Meinhard Nehmer

Meinhard Nehmer (born 13 January 1941 in Boblin near Pölitz, Pomerania, Germany) is an East German bobsledder who competed from the mid-1970s to the early 1980s. Competing in two Winter Olympics, he won four medals with three golds (Two-man: 1976, Four-man: 1976, 1980) and one bronze (Two-man: 1980). Nehmer also carried the East German flag during the opening ceremonies of the 1976 Winter Olympics in Innsbruck.

He also won four medals at the FIBT World Championships with one gold (Four-man: 1977), two silvers (Two-man: 1978, Four-man: 1979), and one bronze (Four-man: 1978).

Nehmer grew up on Rügen, the son of a farmer. Prior to his role in bobsleigh, Nehmer competed in athletics as a javelin thrower, with a personal best of 81.5 m.

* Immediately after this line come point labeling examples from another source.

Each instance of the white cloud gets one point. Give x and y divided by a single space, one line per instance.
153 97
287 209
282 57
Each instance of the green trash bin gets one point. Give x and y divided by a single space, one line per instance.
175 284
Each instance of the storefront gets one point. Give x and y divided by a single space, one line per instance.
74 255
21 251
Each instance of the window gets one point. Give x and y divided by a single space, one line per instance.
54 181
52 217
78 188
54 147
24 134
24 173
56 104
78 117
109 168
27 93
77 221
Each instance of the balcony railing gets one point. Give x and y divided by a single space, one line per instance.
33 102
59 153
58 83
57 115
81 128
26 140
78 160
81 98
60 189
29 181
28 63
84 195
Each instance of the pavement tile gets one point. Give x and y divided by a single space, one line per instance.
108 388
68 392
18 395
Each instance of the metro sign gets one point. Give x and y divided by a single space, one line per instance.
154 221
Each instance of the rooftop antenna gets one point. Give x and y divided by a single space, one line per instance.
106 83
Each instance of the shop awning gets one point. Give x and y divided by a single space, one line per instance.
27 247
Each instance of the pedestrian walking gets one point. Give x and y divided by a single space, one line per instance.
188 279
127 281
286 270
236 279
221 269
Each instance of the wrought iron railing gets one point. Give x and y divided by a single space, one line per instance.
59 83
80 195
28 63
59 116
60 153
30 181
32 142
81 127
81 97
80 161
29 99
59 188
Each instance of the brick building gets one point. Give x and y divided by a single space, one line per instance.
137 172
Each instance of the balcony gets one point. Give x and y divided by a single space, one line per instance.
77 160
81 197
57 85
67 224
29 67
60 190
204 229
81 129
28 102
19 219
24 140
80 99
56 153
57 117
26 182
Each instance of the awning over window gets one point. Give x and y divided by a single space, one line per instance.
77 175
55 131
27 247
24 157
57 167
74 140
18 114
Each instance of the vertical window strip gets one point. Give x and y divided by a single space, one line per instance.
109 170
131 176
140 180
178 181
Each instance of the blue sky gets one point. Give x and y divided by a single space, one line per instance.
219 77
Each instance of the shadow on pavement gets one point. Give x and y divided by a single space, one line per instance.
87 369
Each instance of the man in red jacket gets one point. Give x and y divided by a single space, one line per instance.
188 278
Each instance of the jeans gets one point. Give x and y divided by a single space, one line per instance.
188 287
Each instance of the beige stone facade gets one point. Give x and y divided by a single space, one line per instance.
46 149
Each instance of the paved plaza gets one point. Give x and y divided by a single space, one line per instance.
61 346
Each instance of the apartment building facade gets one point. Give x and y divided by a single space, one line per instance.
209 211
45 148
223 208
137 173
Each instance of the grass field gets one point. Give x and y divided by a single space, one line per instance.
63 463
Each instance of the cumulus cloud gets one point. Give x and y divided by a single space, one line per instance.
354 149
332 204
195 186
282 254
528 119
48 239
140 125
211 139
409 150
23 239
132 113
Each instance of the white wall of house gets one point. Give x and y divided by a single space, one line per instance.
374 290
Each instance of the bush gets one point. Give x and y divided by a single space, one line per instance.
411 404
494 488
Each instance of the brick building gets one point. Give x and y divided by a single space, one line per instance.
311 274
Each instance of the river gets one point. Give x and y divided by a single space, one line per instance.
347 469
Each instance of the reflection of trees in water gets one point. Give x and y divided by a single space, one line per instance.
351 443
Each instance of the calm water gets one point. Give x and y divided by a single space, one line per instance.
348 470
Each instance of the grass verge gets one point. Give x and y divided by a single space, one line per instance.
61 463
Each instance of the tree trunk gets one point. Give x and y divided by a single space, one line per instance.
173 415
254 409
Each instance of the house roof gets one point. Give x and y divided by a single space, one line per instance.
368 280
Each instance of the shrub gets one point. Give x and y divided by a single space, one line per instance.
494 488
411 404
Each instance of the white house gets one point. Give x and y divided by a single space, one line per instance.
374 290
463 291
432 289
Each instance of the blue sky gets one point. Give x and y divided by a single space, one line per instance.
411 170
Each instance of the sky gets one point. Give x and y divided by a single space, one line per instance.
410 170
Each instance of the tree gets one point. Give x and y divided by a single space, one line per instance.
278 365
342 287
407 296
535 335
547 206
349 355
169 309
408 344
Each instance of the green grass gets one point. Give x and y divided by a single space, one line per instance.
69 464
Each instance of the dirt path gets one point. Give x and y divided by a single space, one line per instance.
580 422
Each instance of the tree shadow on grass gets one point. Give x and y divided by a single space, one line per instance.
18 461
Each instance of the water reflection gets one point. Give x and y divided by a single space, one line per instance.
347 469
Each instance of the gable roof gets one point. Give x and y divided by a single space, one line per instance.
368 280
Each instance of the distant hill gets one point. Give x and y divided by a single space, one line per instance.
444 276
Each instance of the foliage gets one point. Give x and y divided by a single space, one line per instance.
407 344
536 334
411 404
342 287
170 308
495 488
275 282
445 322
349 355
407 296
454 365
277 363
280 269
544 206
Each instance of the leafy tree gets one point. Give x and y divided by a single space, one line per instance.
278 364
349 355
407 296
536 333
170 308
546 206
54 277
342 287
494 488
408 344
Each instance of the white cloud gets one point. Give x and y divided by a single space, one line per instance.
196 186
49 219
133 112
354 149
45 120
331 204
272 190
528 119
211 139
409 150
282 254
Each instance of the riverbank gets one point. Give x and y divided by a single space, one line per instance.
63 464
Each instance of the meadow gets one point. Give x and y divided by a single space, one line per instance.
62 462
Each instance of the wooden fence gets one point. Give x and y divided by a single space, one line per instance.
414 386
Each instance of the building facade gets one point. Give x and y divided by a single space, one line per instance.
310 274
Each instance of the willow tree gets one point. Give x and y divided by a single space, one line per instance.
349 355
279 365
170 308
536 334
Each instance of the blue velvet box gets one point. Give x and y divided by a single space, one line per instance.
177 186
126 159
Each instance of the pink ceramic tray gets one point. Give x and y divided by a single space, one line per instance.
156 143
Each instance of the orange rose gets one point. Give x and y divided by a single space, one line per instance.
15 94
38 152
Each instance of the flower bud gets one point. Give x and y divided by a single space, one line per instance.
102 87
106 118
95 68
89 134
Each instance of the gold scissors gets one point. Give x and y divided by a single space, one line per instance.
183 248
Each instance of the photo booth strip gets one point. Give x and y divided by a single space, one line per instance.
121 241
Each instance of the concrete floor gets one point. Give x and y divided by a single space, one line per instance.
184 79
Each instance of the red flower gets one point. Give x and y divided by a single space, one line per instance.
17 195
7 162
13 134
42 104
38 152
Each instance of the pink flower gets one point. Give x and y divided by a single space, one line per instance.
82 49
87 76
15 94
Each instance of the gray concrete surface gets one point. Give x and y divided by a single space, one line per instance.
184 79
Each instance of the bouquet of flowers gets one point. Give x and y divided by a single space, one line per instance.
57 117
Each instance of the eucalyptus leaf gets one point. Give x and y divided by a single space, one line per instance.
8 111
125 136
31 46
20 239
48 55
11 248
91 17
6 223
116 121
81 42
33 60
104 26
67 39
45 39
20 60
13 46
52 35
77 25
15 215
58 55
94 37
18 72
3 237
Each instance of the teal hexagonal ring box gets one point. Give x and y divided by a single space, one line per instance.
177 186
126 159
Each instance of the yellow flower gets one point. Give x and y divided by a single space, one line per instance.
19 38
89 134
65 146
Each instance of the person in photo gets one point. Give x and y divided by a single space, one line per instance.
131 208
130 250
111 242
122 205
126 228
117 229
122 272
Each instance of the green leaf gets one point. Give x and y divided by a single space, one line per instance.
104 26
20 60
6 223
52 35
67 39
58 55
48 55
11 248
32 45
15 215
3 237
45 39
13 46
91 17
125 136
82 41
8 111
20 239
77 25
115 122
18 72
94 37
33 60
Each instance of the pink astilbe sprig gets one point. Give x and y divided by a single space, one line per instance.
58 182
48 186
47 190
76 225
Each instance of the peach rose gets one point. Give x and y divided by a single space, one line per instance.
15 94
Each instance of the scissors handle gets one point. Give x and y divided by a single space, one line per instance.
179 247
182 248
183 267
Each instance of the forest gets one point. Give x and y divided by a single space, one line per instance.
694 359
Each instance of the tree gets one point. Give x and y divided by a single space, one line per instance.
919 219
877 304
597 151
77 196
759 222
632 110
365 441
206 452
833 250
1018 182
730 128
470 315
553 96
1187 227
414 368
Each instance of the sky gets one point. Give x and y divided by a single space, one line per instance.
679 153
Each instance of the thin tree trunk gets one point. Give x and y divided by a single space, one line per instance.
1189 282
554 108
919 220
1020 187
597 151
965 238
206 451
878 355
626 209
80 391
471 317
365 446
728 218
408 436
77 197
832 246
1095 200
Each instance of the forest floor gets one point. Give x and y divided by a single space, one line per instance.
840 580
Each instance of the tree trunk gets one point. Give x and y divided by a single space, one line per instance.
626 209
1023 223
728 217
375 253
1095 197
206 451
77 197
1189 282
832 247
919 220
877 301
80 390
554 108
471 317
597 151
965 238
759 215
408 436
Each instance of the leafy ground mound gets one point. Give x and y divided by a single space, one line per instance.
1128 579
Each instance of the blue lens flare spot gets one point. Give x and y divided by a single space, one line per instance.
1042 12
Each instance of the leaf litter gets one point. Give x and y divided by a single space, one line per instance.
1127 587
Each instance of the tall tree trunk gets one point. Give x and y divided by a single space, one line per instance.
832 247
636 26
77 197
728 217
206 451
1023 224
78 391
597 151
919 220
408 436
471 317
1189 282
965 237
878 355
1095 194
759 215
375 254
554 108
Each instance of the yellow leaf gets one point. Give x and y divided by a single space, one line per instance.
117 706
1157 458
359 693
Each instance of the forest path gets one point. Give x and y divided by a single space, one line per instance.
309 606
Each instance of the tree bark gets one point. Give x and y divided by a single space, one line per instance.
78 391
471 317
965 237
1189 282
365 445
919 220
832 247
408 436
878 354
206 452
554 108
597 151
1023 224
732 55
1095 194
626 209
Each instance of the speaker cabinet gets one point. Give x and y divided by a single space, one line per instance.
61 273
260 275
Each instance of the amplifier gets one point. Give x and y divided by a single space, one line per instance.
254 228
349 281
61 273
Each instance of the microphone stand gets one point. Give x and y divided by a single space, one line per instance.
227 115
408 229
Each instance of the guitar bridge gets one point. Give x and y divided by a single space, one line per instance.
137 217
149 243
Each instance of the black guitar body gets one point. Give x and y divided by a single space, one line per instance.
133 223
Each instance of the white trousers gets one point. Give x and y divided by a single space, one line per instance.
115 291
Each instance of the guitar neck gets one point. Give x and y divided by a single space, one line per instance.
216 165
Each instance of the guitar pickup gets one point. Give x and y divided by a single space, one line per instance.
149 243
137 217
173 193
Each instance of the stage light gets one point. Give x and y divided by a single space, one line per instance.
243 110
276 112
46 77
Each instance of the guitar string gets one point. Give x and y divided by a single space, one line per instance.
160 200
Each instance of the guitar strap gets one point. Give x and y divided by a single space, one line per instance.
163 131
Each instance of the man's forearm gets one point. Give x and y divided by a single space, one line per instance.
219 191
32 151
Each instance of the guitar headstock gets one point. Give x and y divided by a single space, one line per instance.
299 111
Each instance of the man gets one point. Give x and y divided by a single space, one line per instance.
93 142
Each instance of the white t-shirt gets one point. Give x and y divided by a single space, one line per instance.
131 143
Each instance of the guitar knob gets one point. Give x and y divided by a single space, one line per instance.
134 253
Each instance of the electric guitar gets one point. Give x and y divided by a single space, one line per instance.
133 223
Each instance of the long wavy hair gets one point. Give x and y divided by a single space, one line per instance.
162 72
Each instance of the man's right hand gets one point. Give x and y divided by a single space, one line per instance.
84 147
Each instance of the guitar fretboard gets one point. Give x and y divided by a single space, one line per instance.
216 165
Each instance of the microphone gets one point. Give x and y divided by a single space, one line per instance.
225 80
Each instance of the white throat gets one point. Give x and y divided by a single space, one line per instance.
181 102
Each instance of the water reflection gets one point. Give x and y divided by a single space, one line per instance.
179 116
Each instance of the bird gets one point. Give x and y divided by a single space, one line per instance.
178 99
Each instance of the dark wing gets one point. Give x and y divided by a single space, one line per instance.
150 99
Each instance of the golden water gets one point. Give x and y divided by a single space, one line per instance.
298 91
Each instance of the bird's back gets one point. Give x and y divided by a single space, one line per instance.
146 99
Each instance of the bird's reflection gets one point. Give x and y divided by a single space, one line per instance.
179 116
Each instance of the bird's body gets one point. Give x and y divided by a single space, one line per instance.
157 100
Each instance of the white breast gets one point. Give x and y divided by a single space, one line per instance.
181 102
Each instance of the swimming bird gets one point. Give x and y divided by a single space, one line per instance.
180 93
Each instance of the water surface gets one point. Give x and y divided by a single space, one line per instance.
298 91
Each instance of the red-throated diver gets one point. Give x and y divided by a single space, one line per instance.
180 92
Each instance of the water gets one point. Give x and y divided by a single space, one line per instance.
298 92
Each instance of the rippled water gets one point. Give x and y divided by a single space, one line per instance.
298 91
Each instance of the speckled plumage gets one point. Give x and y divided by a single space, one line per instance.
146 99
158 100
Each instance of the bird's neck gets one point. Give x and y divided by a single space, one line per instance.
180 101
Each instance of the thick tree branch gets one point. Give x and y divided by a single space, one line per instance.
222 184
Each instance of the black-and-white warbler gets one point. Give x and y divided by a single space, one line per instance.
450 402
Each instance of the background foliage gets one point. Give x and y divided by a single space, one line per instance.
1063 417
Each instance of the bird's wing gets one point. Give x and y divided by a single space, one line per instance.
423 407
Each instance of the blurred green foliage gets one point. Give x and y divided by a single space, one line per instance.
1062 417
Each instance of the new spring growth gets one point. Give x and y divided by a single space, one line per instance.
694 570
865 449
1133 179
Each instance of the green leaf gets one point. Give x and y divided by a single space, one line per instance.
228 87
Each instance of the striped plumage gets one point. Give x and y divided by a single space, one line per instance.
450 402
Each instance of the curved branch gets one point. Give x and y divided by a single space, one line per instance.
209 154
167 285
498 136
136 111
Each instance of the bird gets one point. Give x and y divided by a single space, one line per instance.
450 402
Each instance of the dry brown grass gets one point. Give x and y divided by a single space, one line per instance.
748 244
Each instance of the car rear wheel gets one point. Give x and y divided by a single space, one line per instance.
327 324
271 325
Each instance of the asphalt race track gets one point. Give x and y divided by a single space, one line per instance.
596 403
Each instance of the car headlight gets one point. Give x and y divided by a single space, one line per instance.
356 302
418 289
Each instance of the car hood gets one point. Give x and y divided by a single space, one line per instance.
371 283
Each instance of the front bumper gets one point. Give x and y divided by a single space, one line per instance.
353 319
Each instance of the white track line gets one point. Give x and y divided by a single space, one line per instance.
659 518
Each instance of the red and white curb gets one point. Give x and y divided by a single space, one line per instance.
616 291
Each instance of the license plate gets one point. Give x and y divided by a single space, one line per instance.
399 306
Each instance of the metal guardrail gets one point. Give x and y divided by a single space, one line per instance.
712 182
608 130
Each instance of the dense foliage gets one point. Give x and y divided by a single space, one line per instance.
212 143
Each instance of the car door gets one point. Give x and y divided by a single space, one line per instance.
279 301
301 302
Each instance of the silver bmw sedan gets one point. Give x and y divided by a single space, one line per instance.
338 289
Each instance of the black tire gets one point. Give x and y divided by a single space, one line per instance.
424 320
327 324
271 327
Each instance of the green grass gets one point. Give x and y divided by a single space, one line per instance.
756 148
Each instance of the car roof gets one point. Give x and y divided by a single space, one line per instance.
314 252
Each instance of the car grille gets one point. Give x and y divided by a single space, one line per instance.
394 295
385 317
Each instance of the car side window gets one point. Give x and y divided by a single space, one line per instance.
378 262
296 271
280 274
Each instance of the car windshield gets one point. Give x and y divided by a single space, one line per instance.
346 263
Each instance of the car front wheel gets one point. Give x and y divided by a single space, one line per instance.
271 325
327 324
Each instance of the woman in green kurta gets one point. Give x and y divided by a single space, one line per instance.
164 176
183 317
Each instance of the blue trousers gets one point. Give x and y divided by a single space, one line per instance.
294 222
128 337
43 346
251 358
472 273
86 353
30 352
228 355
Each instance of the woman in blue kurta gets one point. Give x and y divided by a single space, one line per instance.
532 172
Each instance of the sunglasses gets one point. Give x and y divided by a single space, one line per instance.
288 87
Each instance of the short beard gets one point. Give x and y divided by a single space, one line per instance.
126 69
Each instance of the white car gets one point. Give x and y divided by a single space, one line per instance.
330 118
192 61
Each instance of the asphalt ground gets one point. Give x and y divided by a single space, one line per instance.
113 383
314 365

After retiring from javelin competition at the age of 30, he was recruited into bobsleigh by coach Horst Hörnlein at the relatively advanced age of 32, although Nehmer initially believed that taking up a new sport at that age would not be worthwhile. At the time of his first Olympic success in 1976, he had only been bobsledding for three years.[1]

Retiring from bobsleigh in the early 1980s, Nehmer worked for the Volksmarine, rising to the rank of Commander (Fregattenkapitän in (in German)), before being forced out following German reunification in late 1990.

After that, Nehmer worked as a bobsleigh coach: he coached the United States between 1991 and 1993, taking them to the 1992 Winter Olympics and leading them to their first bobsleigh medal at the FIBT World Championships for 24 years in 1993 and an overall Bobsleigh World Cup title for Brian Shimer's crew. He then served as Italian national coach from 1993 to 2000, before being appointed as assistant coach to his former brakeman Raimund Bethge as part of the German national team, helping Christoph Langen and André Lange to their Olympic victories. He retired from coaching after the 2006 Winter Olympics in Turin, returning to farm on Rügen.[1][2][3]

In July 2016, he was inducted into Germany's Sports Hall of Fame.[4]